The big tech companies rely almost exclusively on techniques like these. Think about...

• Facebook querying similar faces to suggest people to tag in your photos
• Spotify recommending semantically similar songs
• Google searching images similar to one you uploaded

This article is an excellent overview of current state-of-the-art algorithms along with their pros and cons. Below, I've linked several popular open-source implementations. All 3 have Python bindings

• Facebook FAISS
• Spotify Annoy
• Google ScaNN

Answer 3

If you are afraid that the dataset is big that a regular database might not handle it, you could consider an alternative implementation such as SimHash.

From Wikipedia,

In computer science, SimHash is a technique for quickly estimating how similar two sets are. The algorithm is used by the Google Crawler to find near duplicate pages. It was created by Moses Charikar.

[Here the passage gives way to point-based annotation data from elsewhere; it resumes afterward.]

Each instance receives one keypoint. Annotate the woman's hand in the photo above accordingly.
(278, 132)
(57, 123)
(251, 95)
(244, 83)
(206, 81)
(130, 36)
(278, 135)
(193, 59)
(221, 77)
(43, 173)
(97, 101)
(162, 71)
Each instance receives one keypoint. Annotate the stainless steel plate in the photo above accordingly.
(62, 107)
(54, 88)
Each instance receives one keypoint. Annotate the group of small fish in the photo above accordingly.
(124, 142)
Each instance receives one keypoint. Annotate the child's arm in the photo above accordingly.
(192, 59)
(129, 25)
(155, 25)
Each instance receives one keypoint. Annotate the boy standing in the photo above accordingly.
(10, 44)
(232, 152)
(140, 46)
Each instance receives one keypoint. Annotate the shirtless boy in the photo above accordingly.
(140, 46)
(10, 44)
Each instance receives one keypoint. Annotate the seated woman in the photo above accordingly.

Here is the research paper from Google and here several implementations in Python

Answer 4

A brute force approach has O(n) search complexity no matter if you do it in Python or a database. For faster queries you need a tree-structured multidimensional lookup table, for example, a k-d tree. For Python, there are implementations of a k-d tree in both SciPy and Scikit-Learn:

• https://docs.scipy.org/doc/scipy/reference/generated/scipy.spatial.KDTree.html
• https://scikit-learn.org/stable/modules/generated/sklearn.neighbors.KDTree.html

If you need a standalone database solution, see:

• PostgreSQL with Cube extension supplemented with a GIST index created on a table for fast vector queries, details: https://dba.stackexchange.com/a/163915/177276
• ElasticSearch with its cosineSimilarity function, read more here; possibly extended with this plugin for speedup - although both perform an exhaustive search.
• A dedicated DB solution for vector similarity search, like AquilaDB that utilizes Facebook's FAISS and Spotify's Annoy libraries internally.

Answer 5

1. Is there a reason why you need to do this in SQL? Most architecture patterns would advise against keeping formulas and logic in the database layer. Why not create another layer - outside the database - with a language that can do the computations you need?
2. You can also do the calculations ahead of time and store them in a cached lookup table on the database. Do all the computations you need and then import them into your database and then just run standard SQL SELECT statements to pull the results at run-time.

Answer 6

See: Vector Similarity Search with Azure SQL database and OpenAI

/*
    From GitHub project: Azure-Samples/azure-sql-db-openai
*/
ALTER   function [dbo].[SimilarContentArticles](@vector nvarchar(max))
returns table
as
return with cteVector as
(
    select 
        cast([key] as int) as [vector_value_id],
        cast([value] as float) as [vector_value]
    from 
        openjson(@vector)
),
cteSimilar as
(
select top (5)
    v2.ArticleDetailId, 
    sum(v1.[vector_value] * v2.[vector_value]) / 
        (
            sqrt(sum(v1.[vector_value] * v1.[vector_value])) 
            * 
            sqrt(sum(v2.[vector_value] * v2.[vector_value]))
        ) as cosine_distance
from 
    cteVector v1
inner join 
    dbo.ArticleVectorData v2 on v1.vector_value_id = v2.vector_value_id
group by
    v2.ArticleDetailId
order by
    cosine_distance desc
)
select 
    (select [ArticleName] from [Article] where id = a.ArticleId) as ArticleName,
    a.ArticleContent,
    a.ArticleSequence,
    r.cosine_distance
from 
    cteSimilar r
inner join 
    dbo.[ArticleDetail] a on r.ArticleDetailId = a.id

Answer 7

would be one that uses an inverted index and stores the vectors in a compact format such as sparse vectors or quantized vectors.